A few weeks ago I wrote a short article on what ‘women’s fiction’ means to me. In a nutshell women’s literary fiction refers to writing by women which focuses on women-centred themes and concerns, not with the intention of excluding men, but neither specifically taking men’s needs and considerations as their primary leit-motif or focus. Hence women’s fiction as a genre will describe the emotional journey of the female protagonist/s. Furthermore, this work will be literary insofar as it will approach the writing through a literary, rather than, say, a romantic lens.
Generally speaking women tend to be the primary readers and buyers of women’s literary fiction. Of course not all women’s fiction falls under the rubric of literary, but this is the particular genre I choose to read and attempt to write, bearing in mind that all categorization is ultimately arbitrary and even, perhaps, personal. So why bother? Well, for me it is a way of clarifying exactly the kind of book I want, no make that need, to write.
Thus the tools required to learn the craft include books which fall into this category, studying how they are written, the language, the rhythm, the poetry of the word-smithery. I practice penning poems as a means towards learning the art of writing prose poetry. Even if my novel never materializes, the journey and the process will have been worth the effort. Reading and writing women’s literary fiction is a romp in the Garden of Eden for Eve re-born, a 1980’s feminist whose life took on a form of its own. Back then my ‘bible’s were all radical feminist treatises, with feminist novels the icing on the cake! In many ways women’s literary fiction is, for me anyway, akin to feminist literature coming of age! But that’s just my take. Not everyone (anyone else?) who writes in this genre would consider themselves feminists.
What I write here captures much of the spirit and essence of Meg Waite Clayton’s novel, The Wednesday Sisters, even down to her wonderfully enlivening descriptions of the women’s movement as it was in the 1970’s. Indeed Meg’s novel could be interpreted as a chronicle of some of the major historical events which occurred in the United States throughout these years.
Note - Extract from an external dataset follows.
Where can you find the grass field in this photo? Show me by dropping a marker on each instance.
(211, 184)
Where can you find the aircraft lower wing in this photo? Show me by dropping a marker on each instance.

As her novel unfolds we are exposed to a litany of historical occurrences, rooting the character’s lives in past real life events. The author makes us feel as if we are there marching for women’s rights, watching Miss America, albeit ambivalent as only women in the late ‘60’s and early ‘70’s could be. For Meg’s novel is a nuanced account of mixed emotions, mingling the strong desires and unarticulated dreams of an intimate group of friends with the moral ambiguities of the time. Reading her book we stand beside the Wednesday Sisters and bear witness to the times as they were a‘changing.
Meg Waite Clayton does so much more than simply recall significant events though. She examines the mixed emotions her female protagonists (she has more than one…the author refer to this writing strategy as ‘ensemble’) experience in the face of what was then radical social change. The uncertainties laced with the fears, hand in hand with a bravado born of desiring to do the right thing, what their hearts and consciences demand of them, are minutely described and analysed, so that at every step of the way we are in sympathy with their emotional compasses, which shake and tremble before discovering their point of stillness, of equilibrium. Thus, in her novel, the author offers us glimpse after glimpse of what it felt like to be a woman at a particular stage in history.
Meg’s books could only have been written by a women, but not just any woman. Meg is a woman who is awake and aware, who has been observing and taking notes, journaling and perfecting her craft for years. And what makes The Wednesday Sisters so extra special is that it is a novel about women who write. It is this last which ultimately makes this novel unputdownable. Meg Clayton Waites generates a vision, a dream, which many women who read this tale, will recognize. Some of us may even go on to attempt to make that dream come true!